First post, been browsing for 3 days and came out with nothing so far.
M3 C2 V5 D5 HH:FF A1-A2,A5-A6,A1-A2,A1-4 B4-B6,B2-B4,B4-B6,B1-B2
output should be
M3 C2 V5 D5 HH:FF A1-A2,A5-A6,A1-A4 B2-B4,B4-B6,B1-B2
On col 6 and 7 there are strings in form of Ax-Ax and Bx-Bx respectively.
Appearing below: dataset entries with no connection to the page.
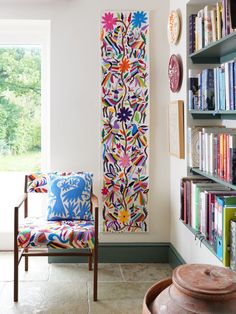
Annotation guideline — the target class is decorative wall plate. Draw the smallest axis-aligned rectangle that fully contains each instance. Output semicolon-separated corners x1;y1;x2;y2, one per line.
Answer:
168;11;181;44
168;55;182;93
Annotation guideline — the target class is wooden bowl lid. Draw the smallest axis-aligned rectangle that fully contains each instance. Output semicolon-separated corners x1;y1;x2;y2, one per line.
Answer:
172;264;236;299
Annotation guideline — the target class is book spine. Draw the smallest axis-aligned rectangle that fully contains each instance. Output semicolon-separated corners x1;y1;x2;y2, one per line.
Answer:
210;9;217;42
189;14;197;54
222;0;227;37
219;134;224;178
229;135;236;184
216;198;223;261
229;62;235;110
225;62;230;110
230;220;236;271
206;69;215;110
189;69;199;110
220;64;226;110
207;193;215;245
216;67;220;110
216;2;222;40
213;134;218;175
233;61;236;110
209;133;214;174
204;5;212;47
180;179;184;221
223;134;227;180
225;134;230;182
213;68;219;110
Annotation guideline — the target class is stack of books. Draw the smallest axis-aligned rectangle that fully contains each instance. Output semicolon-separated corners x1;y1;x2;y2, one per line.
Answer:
189;0;235;54
187;126;236;184
188;61;236;111
180;176;236;268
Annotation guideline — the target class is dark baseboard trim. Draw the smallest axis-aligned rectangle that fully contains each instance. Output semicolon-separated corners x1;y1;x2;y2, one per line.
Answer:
169;243;186;268
48;242;185;266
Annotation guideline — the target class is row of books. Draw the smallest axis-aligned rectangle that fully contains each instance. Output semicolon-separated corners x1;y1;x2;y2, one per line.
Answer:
180;176;236;269
187;126;236;184
189;0;236;54
188;61;236;111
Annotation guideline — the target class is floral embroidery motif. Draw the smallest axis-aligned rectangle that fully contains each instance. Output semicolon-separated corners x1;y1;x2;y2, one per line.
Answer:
101;11;149;232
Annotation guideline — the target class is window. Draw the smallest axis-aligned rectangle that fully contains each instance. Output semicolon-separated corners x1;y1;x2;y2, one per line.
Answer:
0;20;50;250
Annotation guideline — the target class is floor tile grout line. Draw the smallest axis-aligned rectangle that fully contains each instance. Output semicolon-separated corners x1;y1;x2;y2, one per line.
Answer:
119;264;126;282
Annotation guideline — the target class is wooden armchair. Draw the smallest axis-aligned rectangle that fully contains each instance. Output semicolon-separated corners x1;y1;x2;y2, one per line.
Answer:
14;172;98;302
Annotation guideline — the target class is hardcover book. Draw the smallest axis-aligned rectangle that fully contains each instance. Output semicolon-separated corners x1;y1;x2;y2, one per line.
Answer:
230;220;236;271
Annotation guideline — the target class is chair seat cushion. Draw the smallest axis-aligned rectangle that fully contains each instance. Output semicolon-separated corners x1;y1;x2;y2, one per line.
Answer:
17;217;95;249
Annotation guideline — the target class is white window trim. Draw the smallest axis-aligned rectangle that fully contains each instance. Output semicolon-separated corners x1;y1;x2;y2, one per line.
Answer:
0;20;51;171
0;20;51;250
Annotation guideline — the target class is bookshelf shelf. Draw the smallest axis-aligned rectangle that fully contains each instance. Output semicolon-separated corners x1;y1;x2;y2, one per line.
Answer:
191;168;236;190
180;219;220;260
189;110;236;120
189;31;236;64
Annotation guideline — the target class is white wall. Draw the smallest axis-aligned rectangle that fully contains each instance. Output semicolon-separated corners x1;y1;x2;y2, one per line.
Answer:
0;0;173;242
170;0;222;265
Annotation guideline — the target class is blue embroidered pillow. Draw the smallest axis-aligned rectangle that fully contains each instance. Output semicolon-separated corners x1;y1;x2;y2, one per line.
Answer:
47;172;93;220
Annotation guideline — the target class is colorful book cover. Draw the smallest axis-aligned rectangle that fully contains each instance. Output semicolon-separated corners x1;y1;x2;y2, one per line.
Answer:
216;2;222;40
223;207;236;267
225;62;230;110
229;61;235;110
228;134;236;184
204;5;214;47
189;14;197;54
207;186;233;245
189;69;199;110
215;196;236;263
204;69;215;110
233;61;236;110
230;0;236;30
196;10;205;49
219;64;226;110
210;8;217;42
230;220;236;271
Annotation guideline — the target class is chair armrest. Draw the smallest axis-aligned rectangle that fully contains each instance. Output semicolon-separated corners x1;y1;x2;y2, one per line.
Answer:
91;194;98;239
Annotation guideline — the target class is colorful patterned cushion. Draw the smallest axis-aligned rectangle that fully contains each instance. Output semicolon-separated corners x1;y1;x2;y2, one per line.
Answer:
18;217;95;249
48;172;93;220
27;171;86;193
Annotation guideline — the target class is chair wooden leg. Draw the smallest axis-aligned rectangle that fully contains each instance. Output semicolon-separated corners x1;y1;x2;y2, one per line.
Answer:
25;249;29;271
89;251;93;270
13;207;19;302
14;248;19;302
93;245;98;301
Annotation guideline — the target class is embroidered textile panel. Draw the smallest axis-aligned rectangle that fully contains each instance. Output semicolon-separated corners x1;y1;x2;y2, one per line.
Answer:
101;11;149;232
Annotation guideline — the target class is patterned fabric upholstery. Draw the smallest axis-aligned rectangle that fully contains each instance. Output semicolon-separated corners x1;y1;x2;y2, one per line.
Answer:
27;171;89;193
47;172;93;220
17;217;95;249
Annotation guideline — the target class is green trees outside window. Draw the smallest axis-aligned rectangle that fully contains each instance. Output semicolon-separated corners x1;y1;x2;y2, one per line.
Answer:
0;46;41;171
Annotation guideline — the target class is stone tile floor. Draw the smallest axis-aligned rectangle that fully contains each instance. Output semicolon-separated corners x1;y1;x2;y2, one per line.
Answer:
0;253;172;314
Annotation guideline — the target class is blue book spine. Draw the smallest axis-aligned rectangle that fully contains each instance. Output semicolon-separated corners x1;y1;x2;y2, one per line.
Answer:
229;62;235;110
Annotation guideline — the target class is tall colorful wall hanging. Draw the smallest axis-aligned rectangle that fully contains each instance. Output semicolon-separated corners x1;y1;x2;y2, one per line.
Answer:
101;11;149;232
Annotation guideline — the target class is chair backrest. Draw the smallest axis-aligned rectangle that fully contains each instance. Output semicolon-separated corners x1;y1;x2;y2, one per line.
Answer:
24;171;91;193
24;171;93;217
Each string are separated by a comma ",".
How can i remove strings that are duplicates across col 6 and col 7.
For e.g if A1-A2,A1-A2 are present on col 6, i want to keep only one.
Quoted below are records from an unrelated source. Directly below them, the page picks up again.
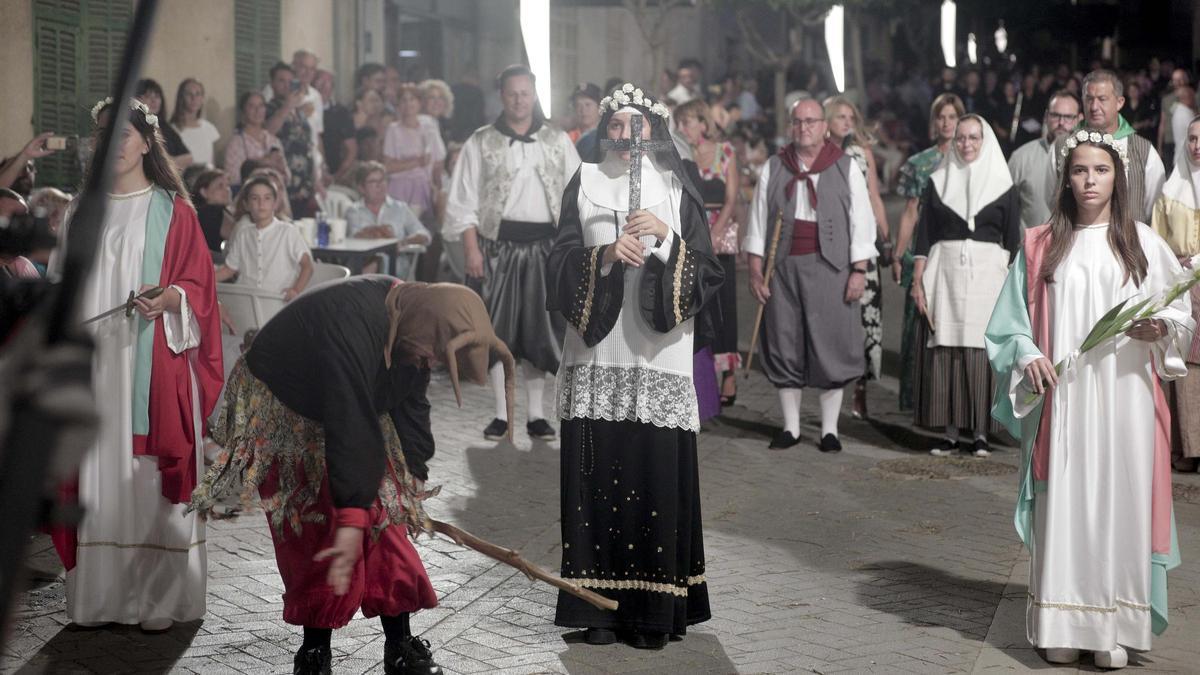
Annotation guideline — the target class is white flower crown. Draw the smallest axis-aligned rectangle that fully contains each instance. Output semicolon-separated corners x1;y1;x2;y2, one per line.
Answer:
600;82;671;119
91;96;158;129
1058;129;1129;168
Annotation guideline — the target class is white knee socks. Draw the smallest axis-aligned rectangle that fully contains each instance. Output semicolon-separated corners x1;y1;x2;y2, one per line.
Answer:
820;388;845;437
779;389;803;438
521;362;547;422
490;363;509;422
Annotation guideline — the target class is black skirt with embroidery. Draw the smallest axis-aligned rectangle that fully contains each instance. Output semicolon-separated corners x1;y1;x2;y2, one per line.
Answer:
554;419;712;635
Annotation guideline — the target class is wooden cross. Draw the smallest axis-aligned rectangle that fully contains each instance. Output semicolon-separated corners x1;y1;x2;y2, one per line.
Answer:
600;115;673;213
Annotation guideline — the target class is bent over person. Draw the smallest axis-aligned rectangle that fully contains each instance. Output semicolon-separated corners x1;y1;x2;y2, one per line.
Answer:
546;84;722;649
192;275;512;675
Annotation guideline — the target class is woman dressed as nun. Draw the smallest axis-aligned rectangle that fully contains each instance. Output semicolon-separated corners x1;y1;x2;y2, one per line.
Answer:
546;84;722;649
912;114;1021;456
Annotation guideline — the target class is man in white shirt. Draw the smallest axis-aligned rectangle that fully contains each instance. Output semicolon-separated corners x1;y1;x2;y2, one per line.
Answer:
742;98;878;453
442;66;580;440
1008;89;1084;227
1080;70;1166;222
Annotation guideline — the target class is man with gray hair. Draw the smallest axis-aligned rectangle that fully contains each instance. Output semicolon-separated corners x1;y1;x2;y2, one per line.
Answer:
1008;89;1084;227
742;98;878;453
1070;70;1166;222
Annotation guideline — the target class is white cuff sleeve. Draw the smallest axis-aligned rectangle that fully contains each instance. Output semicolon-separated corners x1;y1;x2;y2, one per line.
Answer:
650;227;674;264
161;286;200;354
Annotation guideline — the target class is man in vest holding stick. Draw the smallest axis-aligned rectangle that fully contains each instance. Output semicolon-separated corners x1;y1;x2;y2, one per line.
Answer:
742;98;877;453
442;65;580;440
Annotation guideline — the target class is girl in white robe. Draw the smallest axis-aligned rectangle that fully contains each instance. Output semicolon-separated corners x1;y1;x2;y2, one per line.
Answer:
986;133;1194;668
awk '{ while(++i<=NF) printf (!a[$i]++) ? $i FS : ","; i=split("",a); print ""}' data
Saw a question like mine on SO , but im stuck.
What am i doing wrong ?
awk '
BEGIN { FS="\t" } ;
{
split($6, valueArray,",");
j=0;
for (i in valueArray)
{
if (!( valueArray in duplicateArray))
{
duplicateArray[j] = valueArray;
j++;
}
};
printf $1 "\t";
for (j in duplicateArray)
{
if (duplicateArray[j]) {
printf duplicateArray[j] ",";
}
}
printf "\t";
print $8
}'
After many failed attempts i came out with the solution of breaking the delimiters to remove duplicate fields across each row, only to realize that I need to regroup all As under col 6 and Bs under col 7. Back to square 1 !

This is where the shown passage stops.